Nonetheless, during his lifetime Maule was the editor, with his colleague Adrian Poole, of the Oxford Book of Classical Verse in Translation (1995). Following his early death a bequest from Maule's will also helped bring to fruition a project he had long cherished: the creation of Renaissance Texts from Manuscript (RTM), a scholarly press for the publication of unprinted sixteenth- and seventeenth-century manuscripts. Four volumes appeared, under the general editorship of Marie Axton, on subjects as diverse as dance, female (auto)biography, and rhetoric, reflecting Maule's own multifarious interests and exacting qualities as an editor.

As this suggests, Maule had a particular interest in manuscript research–latterly he taught post-medieval palaeography to graduate literature students in Cambridge–and himself made a number of significant discoveries. The most important of these was his identification in 1997 of an unknown manuscript treatise by Thomas Traherne entitled 'The Kingdom of God' in Lambeth Palace Library. He also brought to light unknown records bearing upon on the early biography of John Milton, a poem by John Ford, and two manuscripts of Elizabeth Cary's play Edward II. At his death he was engaged in producing editions of the poetry of Mildmay Fane, second earl of Westmorland, and also Andrew Marvell's Mr. Smirke; Or, the Divine in Mode. He became increasingly interested in women's writing of the seventeenth-century and was the co-convenor of the Trinity/Trent Colloquium in the field.

Maule had a huge circle of friends across the world, most of them scholars, offering them hospitality during visits to Cambridge in tacit exchange for scholarly conversation (what he called 'the higher gossip') . He sported a full beard (and, in later life, piercings), which he deployed conversationally. His next-door colleague at St John's College, Cambridge, John Kerrigan, described him as a 'convivial but private, institutionally committed but elusive' man.

Maule succumbed to complications arising from HIV infection. His funeral and memorial service were held in the chapel of Trinity College, Cambridge, with many of those he taught taking part in the ceremonies. Maule is buried in the Parish of the Ascension Burial Ground in Cambridge.

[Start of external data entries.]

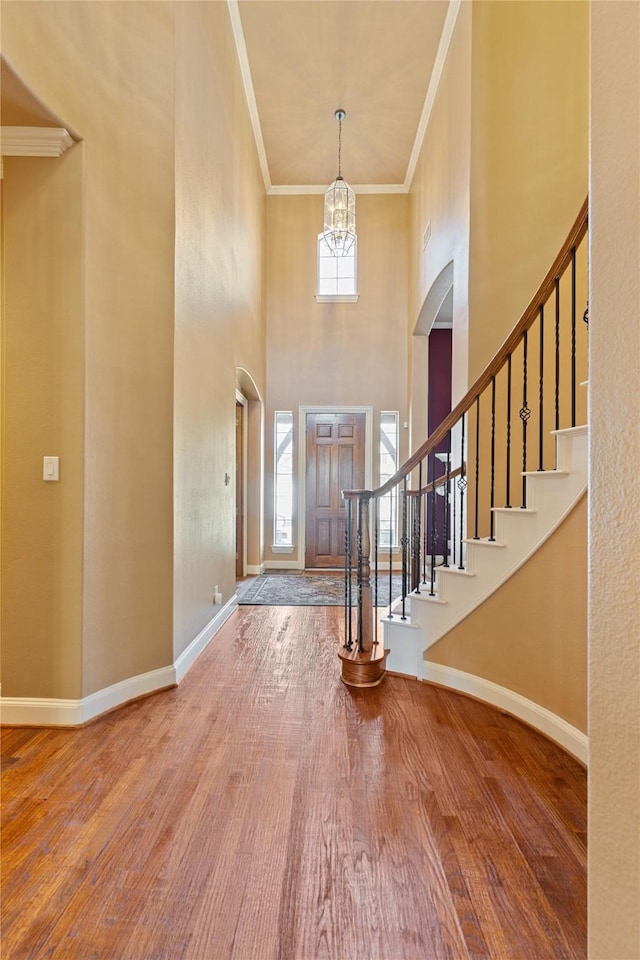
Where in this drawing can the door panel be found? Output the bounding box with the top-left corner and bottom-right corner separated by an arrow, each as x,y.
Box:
305,413 -> 365,568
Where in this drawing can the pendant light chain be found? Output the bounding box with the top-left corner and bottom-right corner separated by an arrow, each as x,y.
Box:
322,110 -> 356,257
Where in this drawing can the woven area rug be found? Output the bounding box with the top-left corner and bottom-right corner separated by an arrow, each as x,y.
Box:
236,570 -> 402,607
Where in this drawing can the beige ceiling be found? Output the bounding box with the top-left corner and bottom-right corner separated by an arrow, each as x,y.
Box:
238,0 -> 448,187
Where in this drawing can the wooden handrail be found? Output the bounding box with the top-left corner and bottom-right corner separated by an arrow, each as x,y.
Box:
407,463 -> 467,497
342,197 -> 589,500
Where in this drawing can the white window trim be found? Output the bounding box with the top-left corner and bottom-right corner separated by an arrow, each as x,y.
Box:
316,293 -> 360,303
271,410 -> 296,554
297,403 -> 373,570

His students included Philip West (Somerville College, Oxford), Heather Wolfe (Folger Shakespeare Library), and Andrew Zurcher (Queens' College, Cambridge).

== Publications ==

- (ed. with Adrian Poole) The Oxford Book of Classical Verse in Translation (Oxford University Press, 1995)
- 'Thomas Carew's Epitaph for Maria Wentworth at Toddington, Bedfordshire', Church Monuments: Journal of the Church Monuments Society, 14 (1999), pp. 74 ff.
- 'To the memory of the late excellent Poet John Fletcher': A New Poem by John Ford', English Manuscript Studies, 1100–1700 (2000), pp. 136 ff.
- 'What did Morley Give when he Gave a “Plutarch” Life?', in Triumphs of English: Henry Parker, Lord Morley, translator to the Tudor court. New essays in interpretation, ed. Marie Axton and James Carley (British Library, 2000), pp. 107–30.
- 'Donne and the Words of the Law', in John Donne's Professional Lives, ed. David Colclough (D. S. Brewer, 2003), pp. 19–36.